Difficult issues must be debated
Amid the Budget Day press releases was a potentially highly radical proposal to review the taxation of small businesses.
Amid the Budget Day press releases was a potentially highly radical proposal to review the taxation of small businesses.
Driven by an apparent desire to reduce regulatory and compliance costs, it can only be applauded that such an issue has been put forward for consultation and that an attempt is being made to consider some very pressing and difficult issues.
At the ICAEW’s tax faculty we have been campaigning hard for many years for tax simplification. Our Towards a Better Tax System project has highlighted how complex the system has become and its particularly burdensome effects on small and medium-sized enterprises.
Positive steps to ease excessive burdens on business can only be welcomed and we look forward to discussing the proposals with the Inland Revenue.
That is not to say that the path to real simplification and workable solutions will be easy. One suggestion in the consultation document is that specifically defined small businesses should have their taxable profits aligned with their accounting profit.
On the face of it this could be very helpful if this involved finding a sensible way of dealing with the adjustments that are currently necessary between the two sets of accounts.
The question here is how will this be put into operation?
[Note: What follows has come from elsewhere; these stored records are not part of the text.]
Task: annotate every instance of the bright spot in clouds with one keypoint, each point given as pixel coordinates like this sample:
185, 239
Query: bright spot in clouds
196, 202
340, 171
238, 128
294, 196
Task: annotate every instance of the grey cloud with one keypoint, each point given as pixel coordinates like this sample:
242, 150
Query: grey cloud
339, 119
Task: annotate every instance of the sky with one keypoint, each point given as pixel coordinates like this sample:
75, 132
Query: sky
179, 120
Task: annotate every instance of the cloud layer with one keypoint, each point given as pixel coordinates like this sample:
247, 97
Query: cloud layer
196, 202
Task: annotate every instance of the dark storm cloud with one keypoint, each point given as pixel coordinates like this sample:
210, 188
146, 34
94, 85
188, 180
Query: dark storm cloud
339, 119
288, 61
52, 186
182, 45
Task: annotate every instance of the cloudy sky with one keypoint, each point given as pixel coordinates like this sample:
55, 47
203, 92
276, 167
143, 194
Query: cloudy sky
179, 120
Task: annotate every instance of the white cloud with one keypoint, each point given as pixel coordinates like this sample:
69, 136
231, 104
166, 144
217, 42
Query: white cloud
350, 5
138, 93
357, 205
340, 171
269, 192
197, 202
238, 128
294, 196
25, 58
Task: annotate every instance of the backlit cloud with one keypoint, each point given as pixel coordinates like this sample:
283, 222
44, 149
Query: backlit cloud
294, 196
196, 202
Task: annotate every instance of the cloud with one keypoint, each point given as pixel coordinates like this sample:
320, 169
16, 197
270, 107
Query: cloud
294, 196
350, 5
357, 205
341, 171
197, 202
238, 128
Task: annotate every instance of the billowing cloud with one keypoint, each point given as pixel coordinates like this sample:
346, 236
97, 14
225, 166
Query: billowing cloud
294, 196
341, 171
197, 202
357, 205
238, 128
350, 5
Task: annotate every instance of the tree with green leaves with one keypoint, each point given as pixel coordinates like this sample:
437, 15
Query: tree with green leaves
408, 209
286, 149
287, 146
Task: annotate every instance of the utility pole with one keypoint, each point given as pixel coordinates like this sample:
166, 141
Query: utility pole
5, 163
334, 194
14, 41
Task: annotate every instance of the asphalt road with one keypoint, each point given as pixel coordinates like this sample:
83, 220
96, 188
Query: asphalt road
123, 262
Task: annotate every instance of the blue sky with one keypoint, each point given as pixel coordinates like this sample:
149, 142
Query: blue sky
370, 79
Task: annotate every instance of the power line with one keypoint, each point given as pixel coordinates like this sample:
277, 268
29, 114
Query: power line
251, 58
The profits shown in the accounts are just the starting point for the taxable profits, which currently have to take into account such disallowable items as entertaining and legal expenses, and cope with adjustments between depreciation and capital allowances.
It is how such issues are dealt with that will be crucial to the proposal’s success but we welcome the chance to debate these issues and seek alternative ideas.
Other elements of the paper require particularly careful consideration.
For example, there is a suggestion the Revenue would like to become more involved in setting accounting standards if the accounting profit is to be paramount.
Accounts do not pretend to be perfect but are intended to give a true and fair view, hence the use of a materiality test.
This is unlikely to sit easily with the Revenue’s normal methods of workings and there would be a concern if any change led to increased costs or even increased enquiries that might wipe out any potential cost savings from the proposal.
– Francesca Lagerberg is the senior technical manager in the tax faculty of the ICAEW.